C'est une satisfaction pour les associations écologistes qui dénoncent les excès de l'irrigation des terres agricoles. La justice s'est prononcée sur le bassin de l'Adour trop sollicité au vue des changements climatiques et des déficits en eau à venir. Les agriculteurs landais sont déçus.
Quand la gestion de l'eau et les effets des changements climatiques s'invitent au tribunal. C'est à Pau, au tribunal administratif, que ce sujet saillant a été pour l'heure tranché. Il concerne les prélèvements d'eau effectués pour irriguer les cultures. Les magistrats viennent d'annuler l’autorisation pluriannuelle délivrée au syndicat Irrigadour pour prélever les eaux du bassin de l’Adour amont de 2017 à 2022.
En clair, il faut que les irrigants revoient leur copie à la baisse pour les années à venir, après 2022.
Ce sont les associations France Nature Environnement Midi-Pyrénées, FNE 65, les Amis de la Terre 32 et la SEPANSO Landes qui contestaient les autorisations données à ce syndicat, après instruction des demandes initiales délivrées en 2016 et qui devaient prendre fin le 31 mai 2022.
Tous les organismes consultés (Office français de la biodiversité et mission régionale de l’autorité environnementale) ainsi que les commissions d’enquêtes publiques, avaient souligné les graves insuffisances des dossiers déposés.
Les associations ont pointé du doigt des inexactitudes : les incidences des prélèvements étaient mal évaluées, les volumes sollicités n’étaient pas justifiés par rapport aux besoins des irrigants, les autorisations devaient rester limitées dans le temps et ainsi permettre aux organismes uniques de déposer des dossiers complets d’ici 2020/21.
Outre ces critiques, ni l’Etat ni le syndicat IRRIGADOUR n’ont pris en compte les effets du changement climatique sur les milieux aquatiques. Les effets du changement climatique continuent d’être ignorés dans la gestion quantitative de l’eau
La déception des agriculteurs irrigants et des incertitudes pour l'avenir
Le prélèvement de l'eau concerne 4 000 irrigants dans le secteur administré par Irrigadour. Les cultures sont le maïs, les haricots, les carottes entre autres. " A partir de 2022, il faudra demander de nouvelles autorisations de prélèvement à usage d'irrigation dont on ne connait pas aujourd'hui le contenu. " explique un représentant des agriculteurs usagers. Ce qui remet en cause pour certains les investissements en cours et les réalisations.

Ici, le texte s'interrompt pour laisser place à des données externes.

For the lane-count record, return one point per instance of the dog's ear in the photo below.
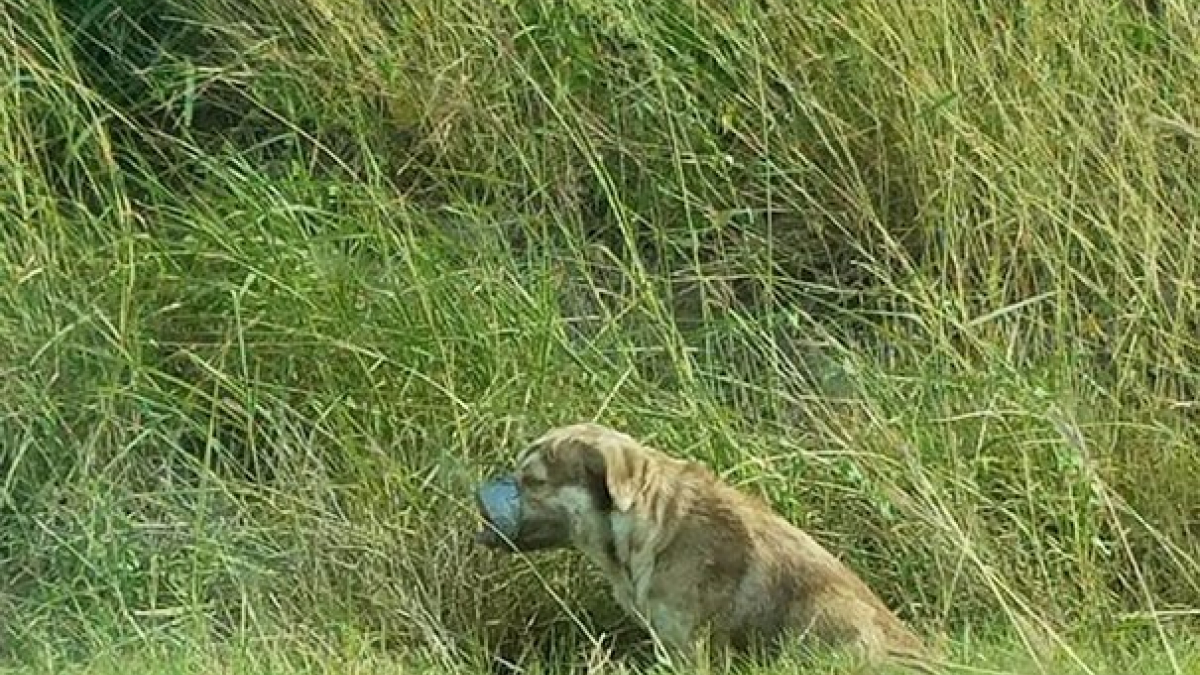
(621, 466)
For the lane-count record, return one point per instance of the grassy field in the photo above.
(283, 279)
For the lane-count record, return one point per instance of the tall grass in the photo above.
(283, 279)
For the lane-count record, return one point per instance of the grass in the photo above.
(282, 280)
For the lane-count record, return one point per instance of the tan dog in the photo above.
(687, 554)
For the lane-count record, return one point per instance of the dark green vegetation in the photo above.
(283, 279)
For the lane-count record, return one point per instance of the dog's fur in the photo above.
(693, 557)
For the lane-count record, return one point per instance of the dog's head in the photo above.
(564, 487)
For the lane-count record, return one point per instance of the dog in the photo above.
(696, 561)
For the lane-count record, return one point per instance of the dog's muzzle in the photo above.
(507, 526)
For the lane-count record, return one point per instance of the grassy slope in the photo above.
(282, 280)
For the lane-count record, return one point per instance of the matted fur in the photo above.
(693, 557)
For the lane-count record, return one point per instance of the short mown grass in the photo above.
(282, 280)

La justice sensible aux enjeux de l'eau
Certaines activités de l'agriculture sont gourmandes en eau on le sait. Un arrosage qui n'est pas sans conséquence comme le souligne Jean Olivier, le président de FNE Midi-Pyrénées : "Toujours plus d’eau pour au final en gaspiller et en polluer toujours plus. Voilà ce que voulait IRRIGADOUR, suivi comme toujours fidèlement par les services de l’Etat. Cette autorisation était totalement irresponsable par rapport à la ressource existante et précieuse, notamment en été. Aujourd’hui, le Tribunal administratif a sanctionné cette fuite en avant désastreuse. Soyons clair, ces ressources en eau sont d’un intérêt public majeur pour la totalité des habitants (1.500.000) des départements concernés, il est inimaginable que 5000 irrigants veuillent s’en arroger une telle quantité (280 millions de m³) pour une agriculture intensive toujours plus impactante sur les milieux et les espèces…"

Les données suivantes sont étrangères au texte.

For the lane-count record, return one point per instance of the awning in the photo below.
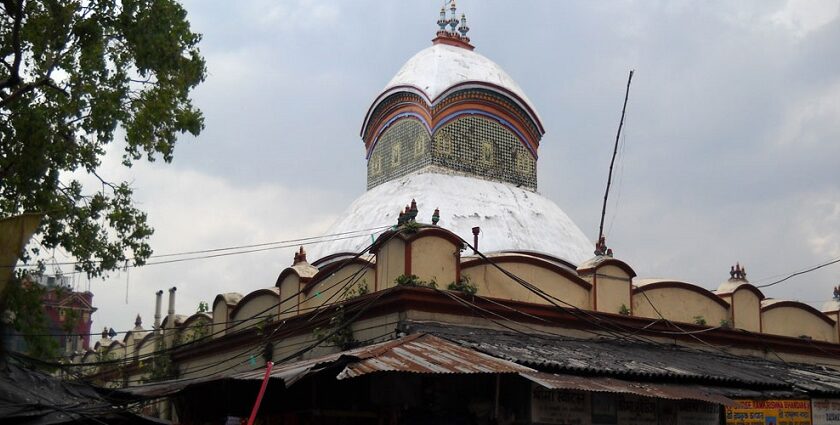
(421, 353)
(612, 385)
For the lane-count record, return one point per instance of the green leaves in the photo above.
(72, 73)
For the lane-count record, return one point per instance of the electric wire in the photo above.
(264, 246)
(223, 330)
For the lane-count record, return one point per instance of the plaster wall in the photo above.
(147, 346)
(795, 322)
(679, 305)
(289, 303)
(116, 351)
(220, 318)
(746, 311)
(253, 311)
(390, 263)
(334, 288)
(434, 259)
(611, 290)
(493, 283)
(199, 327)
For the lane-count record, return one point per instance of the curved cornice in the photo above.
(194, 317)
(530, 260)
(331, 268)
(223, 297)
(598, 262)
(681, 285)
(483, 109)
(799, 305)
(431, 103)
(743, 287)
(409, 236)
(264, 291)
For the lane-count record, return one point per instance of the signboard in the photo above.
(769, 412)
(558, 407)
(825, 411)
(696, 413)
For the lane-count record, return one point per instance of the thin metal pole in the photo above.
(612, 162)
(268, 367)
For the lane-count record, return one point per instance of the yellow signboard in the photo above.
(769, 412)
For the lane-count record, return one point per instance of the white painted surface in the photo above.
(510, 218)
(439, 67)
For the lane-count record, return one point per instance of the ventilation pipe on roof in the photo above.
(476, 231)
(171, 311)
(158, 300)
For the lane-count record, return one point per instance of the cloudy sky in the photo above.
(730, 151)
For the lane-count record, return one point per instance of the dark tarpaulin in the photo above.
(31, 397)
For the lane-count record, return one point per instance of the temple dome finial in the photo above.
(450, 35)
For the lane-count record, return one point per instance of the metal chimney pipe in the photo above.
(476, 231)
(172, 300)
(158, 300)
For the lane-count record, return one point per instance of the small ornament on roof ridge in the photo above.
(601, 247)
(450, 35)
(737, 272)
(300, 256)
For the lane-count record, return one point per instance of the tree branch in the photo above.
(14, 74)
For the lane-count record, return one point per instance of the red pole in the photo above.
(268, 367)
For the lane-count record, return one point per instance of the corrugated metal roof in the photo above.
(428, 354)
(612, 385)
(638, 360)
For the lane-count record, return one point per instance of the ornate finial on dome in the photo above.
(464, 29)
(300, 256)
(453, 21)
(737, 272)
(412, 212)
(450, 35)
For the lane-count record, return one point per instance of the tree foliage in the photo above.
(73, 72)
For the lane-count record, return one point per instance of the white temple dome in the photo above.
(440, 67)
(510, 218)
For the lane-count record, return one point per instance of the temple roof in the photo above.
(436, 69)
(510, 218)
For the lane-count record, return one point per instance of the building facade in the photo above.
(477, 301)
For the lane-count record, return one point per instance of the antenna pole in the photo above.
(601, 244)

A l'heure où les prévisions pour les années à venir laissent apparaître une baisse des précipitations en été, les débits des cours d'eau s'annoncent par conséquent aussi à la baisse. D'où une fragilisation de la ressource. Le tribunal administratif de Pau a retenu cette hypothèse d'accroissement du déficit d'eau. Mais au regard des enjeux économiques liés à l'annulation de cet arrêté, il a repoussé à 2022 la révision de la copie.